Auf der Suche nach einem passenden Bild für das Jahresthema “Auf dein Wort hin: innehalten” sind wir auf das Kreuz von S. Damiano gestoßen. Diese bekannte Kreuzesikone steht für eine wichtige Wende im Leben des Hl. Franziskus. Im Innehalten vor diesem Kreuz hat Franziskus den Ruf Christi für sein Leben vernommen - eine Grunderfahrung für seinen gesamten Weg der Heiligkeit.
Carlo Carretto, Was Franziskus uns heute sagt, Herder, Freiburg, 31-33:
Richtung Rivo Torto gab es einen Ort, der mir besonders lieb war; in einer schönen grasigen Lichtung stand da ein seltsam eindrucksvolles Kirchlein, arm und einfach aus rohen Steinen gefügt, in absoluter Stille. Es hieß San Damiano und entsprach genau meinem Geschmack als Liebhaber nicht nur der armen Leute sondern auch armer Kirchen.
In dieses Kirchlein zog ich mich öfters zum Beten zurück. Und während ich dort auf dem Boden saß oder kniete, fiel mir auf, daß in den Mauern und an der Decke erhebliche Risse klafften. Die Kirche war am Zerfallen. Im gotischen Bogen über dem Altar hing ein ergreifendes Kruzifix, in byzantinischem Stil auf Holz gemalt, und was zu mir sprach und mich berührte, war die große Nacktheit Jesu und sein Blick, der aus zwei unfassbar demütigen und milden Augen kam. Ich verbrachte dort Stunden mit Schauen, mit Beten und Weinen. Ich weinte so sehr, daß ich mich vor mir selbst schämte und zu mir sagte: „Franziskus, bist du denn ein kleines Mädchen!“ Aber ich weinte immer noch, und die Tränen taten mir gut. Eines Tages, als ich wieder das Kruzifix betrachtete, hatte ich den deutlichen Eindruck, als bewegten sich die Lippen des Gekreuzigten, und gleichzeitig hörte ich eine Stimme, die zu mir sprach: „Franziskus, sieh doch, wie mein Haus zerfällt, stell es mir wieder her.“!

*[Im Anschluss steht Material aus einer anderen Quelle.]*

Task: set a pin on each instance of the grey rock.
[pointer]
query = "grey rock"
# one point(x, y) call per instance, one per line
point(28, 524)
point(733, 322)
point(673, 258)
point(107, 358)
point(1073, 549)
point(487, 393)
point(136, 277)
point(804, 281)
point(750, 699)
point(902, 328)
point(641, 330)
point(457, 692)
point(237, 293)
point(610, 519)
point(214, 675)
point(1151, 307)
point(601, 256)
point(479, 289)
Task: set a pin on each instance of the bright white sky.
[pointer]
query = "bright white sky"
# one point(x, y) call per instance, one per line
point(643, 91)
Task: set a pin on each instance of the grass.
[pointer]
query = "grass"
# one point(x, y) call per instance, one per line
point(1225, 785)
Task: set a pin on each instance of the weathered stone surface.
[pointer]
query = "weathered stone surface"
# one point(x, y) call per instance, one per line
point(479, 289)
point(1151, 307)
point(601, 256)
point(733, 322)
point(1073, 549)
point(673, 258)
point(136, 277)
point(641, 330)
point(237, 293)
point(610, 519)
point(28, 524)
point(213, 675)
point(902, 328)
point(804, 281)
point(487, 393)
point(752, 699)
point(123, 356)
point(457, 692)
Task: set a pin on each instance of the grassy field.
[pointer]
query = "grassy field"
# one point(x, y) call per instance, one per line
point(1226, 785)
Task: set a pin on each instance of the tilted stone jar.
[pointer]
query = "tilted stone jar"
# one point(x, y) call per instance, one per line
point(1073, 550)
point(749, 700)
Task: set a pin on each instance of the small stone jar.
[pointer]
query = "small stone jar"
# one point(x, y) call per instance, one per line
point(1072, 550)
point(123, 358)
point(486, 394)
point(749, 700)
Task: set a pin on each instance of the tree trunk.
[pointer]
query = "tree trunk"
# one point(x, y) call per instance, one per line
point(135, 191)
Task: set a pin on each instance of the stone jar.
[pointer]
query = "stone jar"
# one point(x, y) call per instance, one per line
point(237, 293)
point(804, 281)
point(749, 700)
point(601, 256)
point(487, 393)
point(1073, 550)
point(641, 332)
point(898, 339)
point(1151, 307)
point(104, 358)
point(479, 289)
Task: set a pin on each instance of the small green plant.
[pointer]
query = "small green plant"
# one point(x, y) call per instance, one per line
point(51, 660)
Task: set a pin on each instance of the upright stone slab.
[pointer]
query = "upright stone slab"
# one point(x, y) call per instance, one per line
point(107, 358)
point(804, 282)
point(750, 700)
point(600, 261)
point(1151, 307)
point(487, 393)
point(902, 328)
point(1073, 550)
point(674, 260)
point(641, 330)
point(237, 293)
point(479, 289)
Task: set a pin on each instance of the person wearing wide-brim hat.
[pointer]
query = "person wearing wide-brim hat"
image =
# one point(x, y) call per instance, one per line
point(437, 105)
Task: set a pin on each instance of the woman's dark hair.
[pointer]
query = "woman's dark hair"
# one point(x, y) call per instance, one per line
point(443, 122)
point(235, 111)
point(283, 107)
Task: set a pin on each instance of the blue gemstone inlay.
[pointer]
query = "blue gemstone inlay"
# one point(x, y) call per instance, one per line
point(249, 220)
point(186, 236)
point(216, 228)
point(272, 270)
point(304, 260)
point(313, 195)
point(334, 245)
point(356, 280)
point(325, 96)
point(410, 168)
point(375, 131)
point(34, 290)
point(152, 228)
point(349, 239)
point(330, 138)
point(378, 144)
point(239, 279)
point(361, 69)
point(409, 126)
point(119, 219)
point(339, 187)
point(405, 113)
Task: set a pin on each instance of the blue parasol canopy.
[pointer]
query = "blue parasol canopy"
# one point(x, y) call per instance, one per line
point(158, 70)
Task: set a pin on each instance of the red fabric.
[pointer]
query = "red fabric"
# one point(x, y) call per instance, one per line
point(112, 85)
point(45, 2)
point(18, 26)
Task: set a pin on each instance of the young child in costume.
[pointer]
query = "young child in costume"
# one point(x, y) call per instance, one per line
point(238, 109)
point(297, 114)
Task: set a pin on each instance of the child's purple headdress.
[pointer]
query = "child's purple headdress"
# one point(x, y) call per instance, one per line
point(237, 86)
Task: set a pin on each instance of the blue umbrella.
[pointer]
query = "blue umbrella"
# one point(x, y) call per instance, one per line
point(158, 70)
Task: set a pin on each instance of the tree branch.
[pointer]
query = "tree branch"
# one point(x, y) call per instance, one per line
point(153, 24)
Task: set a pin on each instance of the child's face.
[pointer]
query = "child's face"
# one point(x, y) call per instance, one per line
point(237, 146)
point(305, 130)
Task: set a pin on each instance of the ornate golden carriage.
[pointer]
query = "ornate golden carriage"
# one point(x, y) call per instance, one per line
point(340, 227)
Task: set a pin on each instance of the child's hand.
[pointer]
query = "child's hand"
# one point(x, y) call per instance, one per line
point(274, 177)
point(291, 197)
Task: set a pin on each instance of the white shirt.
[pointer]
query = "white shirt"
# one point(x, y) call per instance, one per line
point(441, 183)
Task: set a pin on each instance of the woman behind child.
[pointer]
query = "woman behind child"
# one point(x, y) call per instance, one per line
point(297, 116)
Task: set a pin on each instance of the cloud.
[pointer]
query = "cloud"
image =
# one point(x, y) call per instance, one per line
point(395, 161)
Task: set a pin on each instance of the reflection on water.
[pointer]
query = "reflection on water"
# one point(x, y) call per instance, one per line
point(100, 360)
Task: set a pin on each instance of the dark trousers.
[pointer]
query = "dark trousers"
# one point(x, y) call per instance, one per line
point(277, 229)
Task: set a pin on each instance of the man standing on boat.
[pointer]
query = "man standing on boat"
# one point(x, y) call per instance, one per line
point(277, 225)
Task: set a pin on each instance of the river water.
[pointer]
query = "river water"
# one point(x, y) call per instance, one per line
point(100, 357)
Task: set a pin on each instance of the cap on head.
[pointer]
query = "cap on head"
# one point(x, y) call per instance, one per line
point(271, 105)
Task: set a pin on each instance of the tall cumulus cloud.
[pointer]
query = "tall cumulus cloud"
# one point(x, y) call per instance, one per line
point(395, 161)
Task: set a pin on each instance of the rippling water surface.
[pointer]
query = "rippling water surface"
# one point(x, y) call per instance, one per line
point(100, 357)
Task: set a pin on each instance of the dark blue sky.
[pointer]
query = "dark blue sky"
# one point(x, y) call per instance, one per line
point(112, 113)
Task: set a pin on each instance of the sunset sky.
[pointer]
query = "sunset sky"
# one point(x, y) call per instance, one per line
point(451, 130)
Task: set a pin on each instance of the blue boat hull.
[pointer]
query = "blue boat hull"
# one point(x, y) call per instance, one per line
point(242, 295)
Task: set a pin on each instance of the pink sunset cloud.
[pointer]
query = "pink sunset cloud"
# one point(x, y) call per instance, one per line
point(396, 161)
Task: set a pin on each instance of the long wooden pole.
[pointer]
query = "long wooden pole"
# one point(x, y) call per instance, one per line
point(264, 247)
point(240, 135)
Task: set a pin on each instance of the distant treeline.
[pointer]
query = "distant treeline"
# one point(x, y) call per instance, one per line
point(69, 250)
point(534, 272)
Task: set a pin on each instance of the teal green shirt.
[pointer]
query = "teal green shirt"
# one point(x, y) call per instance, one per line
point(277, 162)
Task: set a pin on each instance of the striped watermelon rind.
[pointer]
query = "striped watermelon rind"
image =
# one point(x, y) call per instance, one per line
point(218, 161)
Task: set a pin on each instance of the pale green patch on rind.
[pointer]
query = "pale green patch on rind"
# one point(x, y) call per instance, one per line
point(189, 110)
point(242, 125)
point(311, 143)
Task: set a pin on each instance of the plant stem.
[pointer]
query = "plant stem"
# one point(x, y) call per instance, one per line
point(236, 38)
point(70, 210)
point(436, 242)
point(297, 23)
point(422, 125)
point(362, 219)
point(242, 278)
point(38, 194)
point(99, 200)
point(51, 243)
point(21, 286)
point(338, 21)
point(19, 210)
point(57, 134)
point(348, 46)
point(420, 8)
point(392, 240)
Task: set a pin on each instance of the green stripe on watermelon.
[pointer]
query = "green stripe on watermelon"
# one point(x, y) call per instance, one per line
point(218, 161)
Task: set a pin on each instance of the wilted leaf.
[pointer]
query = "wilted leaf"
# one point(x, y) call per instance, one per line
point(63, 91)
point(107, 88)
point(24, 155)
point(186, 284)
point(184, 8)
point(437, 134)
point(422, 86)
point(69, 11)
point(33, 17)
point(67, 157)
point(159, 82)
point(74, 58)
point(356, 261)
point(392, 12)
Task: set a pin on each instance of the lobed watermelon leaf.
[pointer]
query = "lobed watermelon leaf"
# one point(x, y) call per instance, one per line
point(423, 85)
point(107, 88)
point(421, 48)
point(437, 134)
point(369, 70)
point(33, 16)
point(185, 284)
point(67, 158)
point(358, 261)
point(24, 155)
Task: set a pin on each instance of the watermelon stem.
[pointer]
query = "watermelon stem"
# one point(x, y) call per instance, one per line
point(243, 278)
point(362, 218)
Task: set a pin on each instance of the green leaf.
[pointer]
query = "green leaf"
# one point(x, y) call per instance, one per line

Ich kann euch nicht sagen, wie stark ich erschüttert war. Es war mir wie eine Botschaft, die mich aus einer unsichtbaren Welt erreichte und die eine lange Periode von Zaudern, Anläufen und Versuchen besiegelte. Ein unendliches Wohlgefühl durchfloß mich, und ich ging hin, das Kruzifix zu küssen. Ich war allein und hatte keine Angst, auf den Altar zu springen und Jesus mit allem, was ich war, zu umfassen. Ich weiß nicht, wie lange ich da oben blieb.Immer wieder, zwischen Tränen und Seufzern, küßte ich ihn: bald auf die Hände, bald auf die Wunden der Füße und Seite, und meine Hand streichelte ihn sanft in lauter Liebe.
In jener Stunde hat mich das Geheimnis der Inkarnation Christi wie ein Blitz getroffen.
Waren es die Armen, die mir den Stoß gaben, aufzustehen vom Boden und mich auf den Weg zu machen, so wurde das Begreifen der Menschwerdung Gottes für mich die einzige Antwort auf alle Fragen, die ich mir bis dahin in meinem Leben gestellt hatte.